O Instituto Nacional de Colonização e Reforma Agrária (Incra) contestou o voto do ministro Cezar Peluso, que visa a derrubar o Decreto 4.887/03, que cria procedimentos para a regularização de terras quilombolas no País. O decreto é considerado a base para que os quilombolas tenham acesso a direitos como moradia.
O Decreto 4.887/03, que regulamenta a delimitação, demarcação e titulação das terras ocupadas por remanescentes quilombolas, assegurava a situação de 130 mil famílias, mas sempre foi alvo de ataques do então Partido da Frente Liberal, hoje Democratas (DEM).
O partido entrou com uma Ação Direta de Inconstitucionalidade (Adin), que questiona a constitucionalidade do decreto, com base nos critérios para a regulamentação das terras, sem o amparo de uma lei. Segundo o partido político, o decreto invade esfera reservada à lei e disciplina procedimentos que resultam em aumento de despesa para os cofres públicos.
Suspenso em abril, o julgamento da Adin no STF é alvo de críticas entre defensores dos Direitos Humanos e pelo Incra, que através de um relatório criticou pontualmente o voto do ministro Cezar Peluzo, relator da Adin, que afirmou que a regularização de terras é uma “via crucis”, de mais de 20 etapas realizadas pelo órgão.
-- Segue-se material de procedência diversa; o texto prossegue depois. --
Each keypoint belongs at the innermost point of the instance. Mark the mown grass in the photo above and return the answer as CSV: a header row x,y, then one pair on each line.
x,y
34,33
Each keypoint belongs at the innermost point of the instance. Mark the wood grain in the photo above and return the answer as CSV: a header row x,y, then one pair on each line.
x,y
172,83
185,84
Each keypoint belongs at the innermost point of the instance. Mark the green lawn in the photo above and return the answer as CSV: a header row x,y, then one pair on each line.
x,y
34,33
No relatório o Incra explicou passo a passo os nove procedimentos para a regularização das comunidades. A informação é que o órgão reconheceu que os procedimentos para emissão de títulos, conforme determina a Constituição Federal, são complexos, morosos e estão condicionados à “reduzida estrutura operacional e orçamentária” da autarquia federal. Porém, a situação pode ficar ainda pior sem o decreto.
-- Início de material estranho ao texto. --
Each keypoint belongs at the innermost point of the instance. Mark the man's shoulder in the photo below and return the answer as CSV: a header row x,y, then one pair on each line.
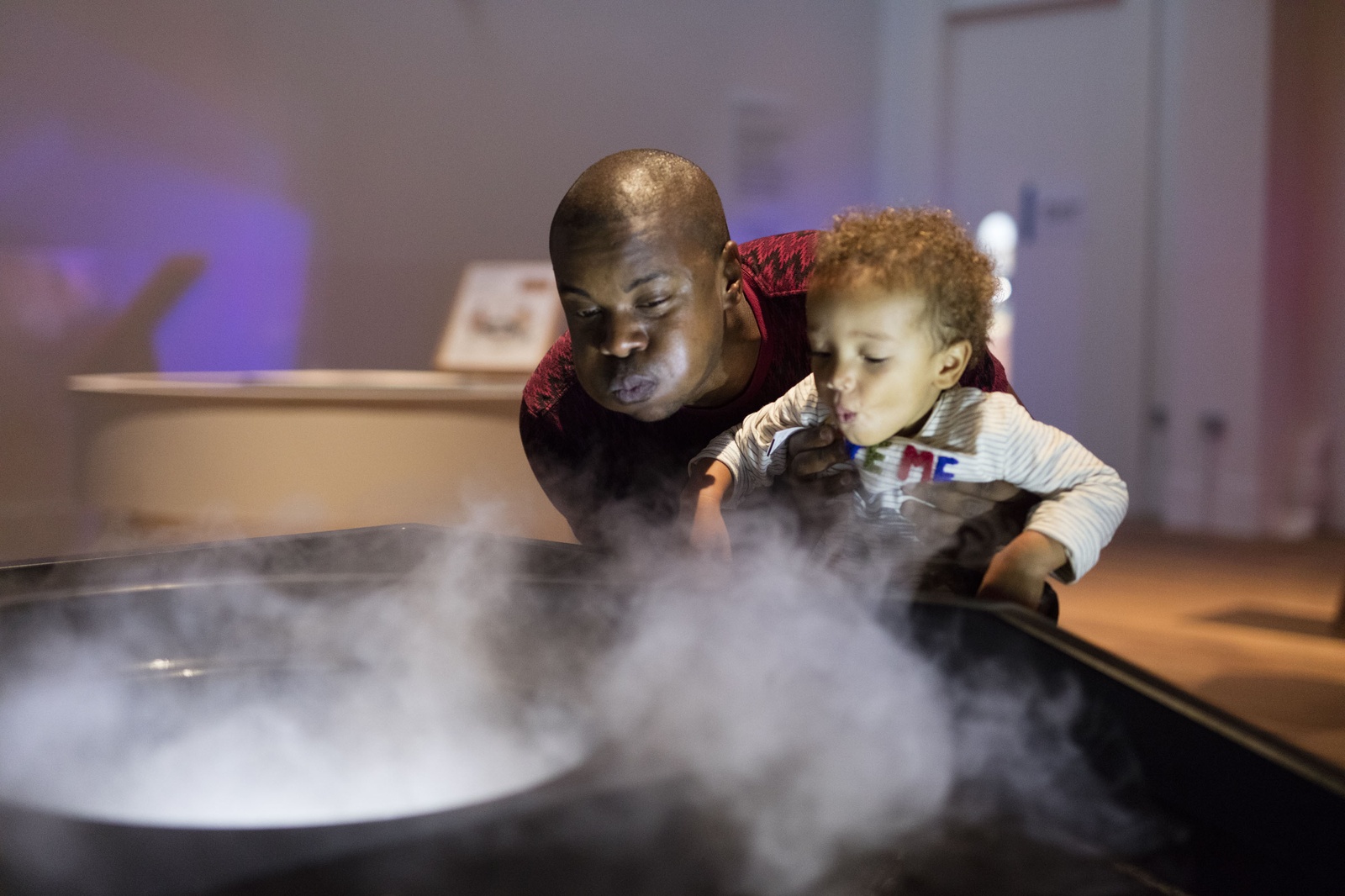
x,y
551,382
779,264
“O decretou criou procedimentos claros e científicos, como a exigência dos laudos antropológicos para delimitação dos terrenos. É o instrumento do Estado que normatiza os procedimentos, dizendo que o título [de terras] é coletivo, que é inalienável e que é intransferível”.
Segundo o órgão, não é papel do poder público estimular as comunidades a pedir a regularização e por isso, há apenas 1.167 processos abertos, diante da existência de cinco mil comunidades quilombolas no País.
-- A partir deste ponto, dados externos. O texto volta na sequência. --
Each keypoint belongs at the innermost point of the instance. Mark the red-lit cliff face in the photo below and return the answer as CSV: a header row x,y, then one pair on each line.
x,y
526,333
Desde 2003, o Incra emitiu 121 títulos em terras públicas ou particulares para os quilombolas, porém, consta no documento que dos 1.167 processos em tramitação, cerca de 40% não chegou à primeira fase.
Sem o Decreto, afirma o Incra, esse processo será ainda mais atribulado.
Já os quilombolas, defendem que a regularização das terras ocupadas por remanescentes de escravos é uma forma de resgate da dívida que o Estado brasileiro tem com o povo negro.
A reação ao decreto, segundo eles, é um desrespeito à própria Constituição brasileira, já que apenas estabelece norma para que se aplique o dispositivo constitucional.
Para eles, a queda do decreto significaria um retrocesso para as comunidades, além de representar o desejo do setor latifundiário que não permite que os direitos quilombolas sejam respeitados. Impasse que tem sido um dos entraves para a titulação de terras quilombolas, inclusive, no Espírito Santo com a ocupação de terras quilombolas pela ex-Aracruz Celulose, atual Fibria, nos municípios de Conceição da Barra e São Mateus, na região conhecida entre os quilombolas como Sapê do Norte.
A informação é que no Sapê do Norte existiam cerca de 10 mil famílias de quilombolas dispersas em aproximadamente 100 comunidades. Atualmente, existe uma média de duas mil famílias que vivem ilhadas após a ocupação das terras por extensos eucaliptais.